Tim Tebow is raising eyebrows with his performance as part of Double-A Binghamton.
Entering play Wednesday, the former Florida quarterback and Heisman Trophy winner was batting .259 with 4 home runs and 18 RBIs in 32 games. He boasted a .339 on-base percentage, and his minor-league numbers were better than a number of Top 100 prospects.
Recently, Tebow spoke about how adjusting to opponents’ strategies against him had served him well in Double-A.
“On some of the other levels they’ll try to have a plan, but they’ll get away from it, go back to what they feel comfortable with,” Tebow said via MiLB’s Craig Forde. “I think here, you have more teams and series where they really try to stick to how they’re pitching you. If you adjust to that, then they’re going to make adjustments.
“I think you learn how to understand when you’re not doing something well, when you need to adjust something, when you need to continue to make more adjustments after they’ve adjusted. Everything goes into it.”

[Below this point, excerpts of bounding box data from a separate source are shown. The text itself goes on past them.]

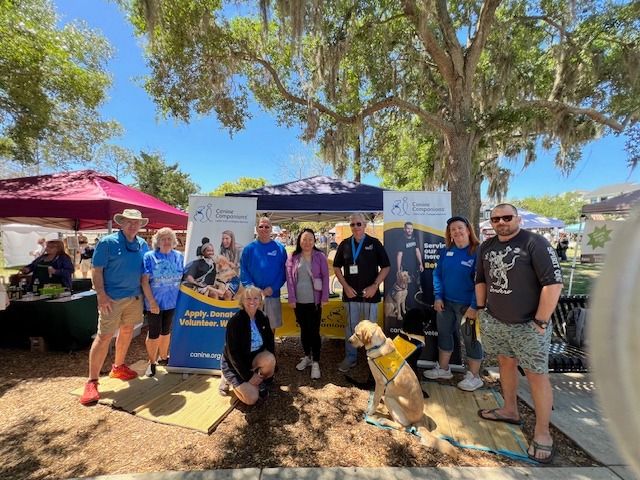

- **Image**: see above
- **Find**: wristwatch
[533,318,549,328]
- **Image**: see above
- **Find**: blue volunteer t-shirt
[143,250,184,310]
[251,318,264,352]
[92,232,149,300]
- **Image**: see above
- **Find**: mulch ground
[0,330,598,479]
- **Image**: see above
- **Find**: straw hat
[113,208,149,228]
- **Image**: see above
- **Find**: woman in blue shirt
[142,227,184,377]
[424,217,483,392]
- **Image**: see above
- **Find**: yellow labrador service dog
[349,320,458,457]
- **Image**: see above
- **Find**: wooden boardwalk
[71,360,237,434]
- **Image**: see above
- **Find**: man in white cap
[80,209,149,405]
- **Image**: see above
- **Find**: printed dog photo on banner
[383,191,459,363]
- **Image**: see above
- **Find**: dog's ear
[360,321,373,345]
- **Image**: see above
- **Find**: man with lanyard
[80,209,149,405]
[396,222,424,308]
[476,203,562,463]
[333,213,391,373]
[240,217,287,333]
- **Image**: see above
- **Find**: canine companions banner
[169,196,257,373]
[383,191,459,363]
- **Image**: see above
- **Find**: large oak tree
[124,0,640,225]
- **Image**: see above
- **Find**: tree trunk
[445,127,480,230]
[353,136,362,183]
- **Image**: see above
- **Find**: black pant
[295,303,322,362]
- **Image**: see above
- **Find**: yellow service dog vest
[371,335,417,383]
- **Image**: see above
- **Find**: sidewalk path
[75,467,632,480]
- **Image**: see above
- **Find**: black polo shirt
[333,235,391,303]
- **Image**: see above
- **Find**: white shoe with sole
[458,372,484,392]
[422,363,453,380]
[296,357,313,371]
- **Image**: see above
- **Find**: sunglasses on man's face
[124,242,140,252]
[489,215,515,223]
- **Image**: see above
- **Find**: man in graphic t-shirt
[476,203,562,463]
[396,222,424,308]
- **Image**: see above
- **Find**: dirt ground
[0,330,597,479]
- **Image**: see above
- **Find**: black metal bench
[549,295,589,372]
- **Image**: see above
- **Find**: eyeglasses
[447,217,469,227]
[489,215,515,223]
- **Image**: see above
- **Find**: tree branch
[246,57,453,134]
[404,0,454,88]
[519,100,624,132]
[515,15,571,40]
[464,0,501,85]
[436,0,464,77]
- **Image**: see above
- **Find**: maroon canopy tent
[0,170,188,230]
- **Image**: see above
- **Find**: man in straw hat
[80,209,149,405]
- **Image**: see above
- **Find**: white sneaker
[422,363,453,380]
[458,372,484,392]
[296,357,313,371]
[218,375,231,397]
[144,363,156,377]
[338,358,357,373]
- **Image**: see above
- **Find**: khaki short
[478,310,553,373]
[98,295,143,335]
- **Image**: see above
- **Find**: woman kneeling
[220,287,276,405]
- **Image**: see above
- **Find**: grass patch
[560,262,602,295]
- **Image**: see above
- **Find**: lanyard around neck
[351,234,367,265]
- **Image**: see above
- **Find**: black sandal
[527,440,556,464]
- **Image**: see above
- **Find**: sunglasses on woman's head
[489,215,515,223]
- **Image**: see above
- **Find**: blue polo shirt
[92,232,149,300]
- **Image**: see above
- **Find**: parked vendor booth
[0,170,187,350]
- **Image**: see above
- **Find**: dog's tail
[418,426,459,459]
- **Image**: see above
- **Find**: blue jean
[344,302,378,363]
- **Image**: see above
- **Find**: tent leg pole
[567,217,583,295]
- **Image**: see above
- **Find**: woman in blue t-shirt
[218,286,276,405]
[424,217,483,392]
[142,227,184,377]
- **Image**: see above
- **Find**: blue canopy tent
[480,209,564,230]
[227,175,384,222]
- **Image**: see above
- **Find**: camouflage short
[478,310,552,373]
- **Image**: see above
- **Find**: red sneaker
[109,363,138,380]
[80,380,100,405]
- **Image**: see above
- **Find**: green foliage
[209,177,269,197]
[122,0,640,223]
[131,152,200,209]
[94,144,136,180]
[0,0,120,167]
[511,192,584,225]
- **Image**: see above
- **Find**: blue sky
[54,0,640,198]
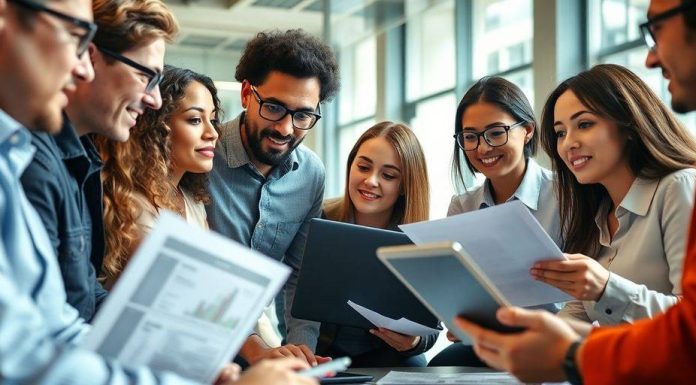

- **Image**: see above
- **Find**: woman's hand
[370,328,420,352]
[529,254,609,301]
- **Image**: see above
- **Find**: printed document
[85,212,290,384]
[348,301,442,337]
[399,200,572,307]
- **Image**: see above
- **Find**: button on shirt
[447,158,562,249]
[559,169,696,326]
[206,113,324,349]
[0,110,198,385]
[21,119,107,321]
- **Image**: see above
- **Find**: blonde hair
[92,0,179,53]
[339,122,430,224]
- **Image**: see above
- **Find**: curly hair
[234,29,340,102]
[92,0,179,53]
[94,65,222,280]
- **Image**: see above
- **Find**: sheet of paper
[377,371,567,385]
[348,301,441,337]
[399,200,572,306]
[84,213,290,384]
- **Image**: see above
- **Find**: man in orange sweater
[456,0,696,385]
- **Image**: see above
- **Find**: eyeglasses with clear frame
[9,0,97,58]
[453,120,526,151]
[251,86,321,130]
[639,1,696,52]
[97,46,164,93]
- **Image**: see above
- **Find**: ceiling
[165,0,323,56]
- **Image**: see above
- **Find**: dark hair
[94,65,221,279]
[540,64,696,257]
[234,29,340,102]
[452,76,539,190]
[681,0,696,30]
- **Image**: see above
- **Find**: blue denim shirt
[21,119,107,321]
[206,113,325,350]
[0,110,197,385]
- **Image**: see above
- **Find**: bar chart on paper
[188,290,240,329]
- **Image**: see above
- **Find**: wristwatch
[563,340,582,385]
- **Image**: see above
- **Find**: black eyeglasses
[454,121,525,151]
[639,1,696,51]
[251,86,321,130]
[9,0,97,57]
[97,46,164,93]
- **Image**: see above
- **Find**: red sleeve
[582,195,696,385]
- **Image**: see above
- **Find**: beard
[244,116,304,167]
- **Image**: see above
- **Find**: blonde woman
[317,122,437,367]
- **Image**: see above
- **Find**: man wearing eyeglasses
[0,0,316,385]
[207,30,339,364]
[448,0,696,385]
[16,0,178,321]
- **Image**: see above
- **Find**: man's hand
[214,364,242,385]
[455,307,580,382]
[234,358,319,385]
[370,328,420,352]
[529,254,609,301]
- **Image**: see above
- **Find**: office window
[588,0,696,130]
[338,36,377,125]
[472,0,533,79]
[406,0,456,101]
[410,92,457,219]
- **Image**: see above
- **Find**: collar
[617,178,660,216]
[0,109,24,143]
[479,158,543,210]
[53,114,87,160]
[220,112,300,175]
[0,109,35,177]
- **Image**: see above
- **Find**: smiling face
[241,71,321,173]
[68,38,165,142]
[554,90,632,186]
[462,102,534,181]
[348,136,402,225]
[167,81,218,175]
[0,0,92,133]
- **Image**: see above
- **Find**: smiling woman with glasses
[429,77,561,366]
[9,0,97,57]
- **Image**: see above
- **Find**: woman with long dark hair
[531,64,696,325]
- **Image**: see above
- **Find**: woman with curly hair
[95,66,220,287]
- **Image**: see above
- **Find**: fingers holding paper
[370,328,421,352]
[249,344,331,366]
[234,358,318,385]
[455,307,580,382]
[529,254,609,301]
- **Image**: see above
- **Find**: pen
[297,357,350,377]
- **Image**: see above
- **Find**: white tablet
[377,242,520,341]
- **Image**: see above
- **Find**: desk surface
[347,366,496,384]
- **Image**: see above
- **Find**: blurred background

That’s thoughtful insight from Tebow, who seems to have adjusted well at his current level after splitting time between Single-A Columbia and Single-A Advanced St. Lucie last year. If he can continue to be a consistent producer with Binghamton, it’s not a stretch to envision him receiving a call-up to Triple-A and threatening for a chance to reach the major leagues with the New York Mets.
In observing Tebow’s approach to strategies against him, it’s easy to assume his experience in football helped him hone his concentration. It’s clear he enjoys the chess game involved with any competitive situation, and it would be unwise to bet against him now.